The foreign examples were very tempting. So, how can we avoid the OTL situation, in which Russification was seen among the political elite as the vehicle for unifying the patchwork of suspect nationalities into a strong, God-fearing Empire under the divinely ordained power of the Tsar? How to make the Russian aristocracy and royalty of 1830 vintage multiculturalists in a few generations, at the same time avoiding the strengthening of Russian (imperial) national chauvinism AND the smaller nationalisms of the minority peoples?

Having more liberal, reforming Tsars is all well and good, but getting to the rank and file of the aristocracy, the intelligentsia and the Church is more than a miscarriage or a nihilist bomb away.
 
What we really need for the Russian Empire to transform itself internally is a major attitude change within the predominately culturally and linguistically Russian, Orthodox political establishment/aristocracy: the ability to see that the smaller nationalities can and will be loyal to the Tsar and the "idea of the Empire" even if they speak their own languages, follow their own laws and customs and practice different religions.

IOTL, in the 19th century the smaller nationalities were seen as suspect, very much capable of betraying the Empire at the drop of a hat if they were allowed any trappings of Nationalism.

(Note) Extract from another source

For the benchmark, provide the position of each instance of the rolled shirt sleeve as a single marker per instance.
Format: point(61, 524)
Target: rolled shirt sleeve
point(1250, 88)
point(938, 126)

The Polish, of course, were the poster boys for nationalist trouble, but clearly even loyalty did not stop the threat of Russification. The Grand Duchy of Finland was as loyal to the Tsar as any ordinary Russian province, and by the end of the century the Finns were losing the constitutional rights (they thought the Tsar had promised to safeguard) so fast their heads were spinning.

The main competitors of Russia, France and Britain, were already culturally and linguistically unitary states, and very clearly strong for it.
The foreign examples were very tempting. So, how can we avoid the OTL situation, in which Russification was seen among the political elite as the vehicle for unifying the patchwork of suspect nationalities into a strong, God-fearing Empire under the divinely ordained power of the Tsar? How to make the Russian aristocracy and royalty of 1830 vintage multiculturalists in a few generations, at the same time avoiding the strengthening of Russian (imperial) national chauvinism AND the smaller nationalisms of the minority peoples?

Having more liberal, reforming Tsars is all well and good, but getting to the rank and file of the aristocracy, the intelligentsia and the Church is more than a miscarriage or a nihilist bomb away.

You'd want to go back to the 18th century, really (Catherine the Great was, comparatively speaking, pretty pro-Muslim), although the real Russification, intended as you say to make a culturally unitary nation, was under Alexander III. Nicholas I got the ball rolling, but his policies were basically negative: he attacked "Polish institutions" after 1831 but left the Georgians to themselves. My idea with Alexander Nikolayevich could avoid the worst of it, if everything goes right. Finland, at least, would probably be left alone.

Having Constantine succeed might nip the thing in the bud (he was a Polanophile, but did that extent to general tolerance? I'm not sure), but although the effects would manifest in '25, for that you'd need a PoD earlier in Alexander's life, really.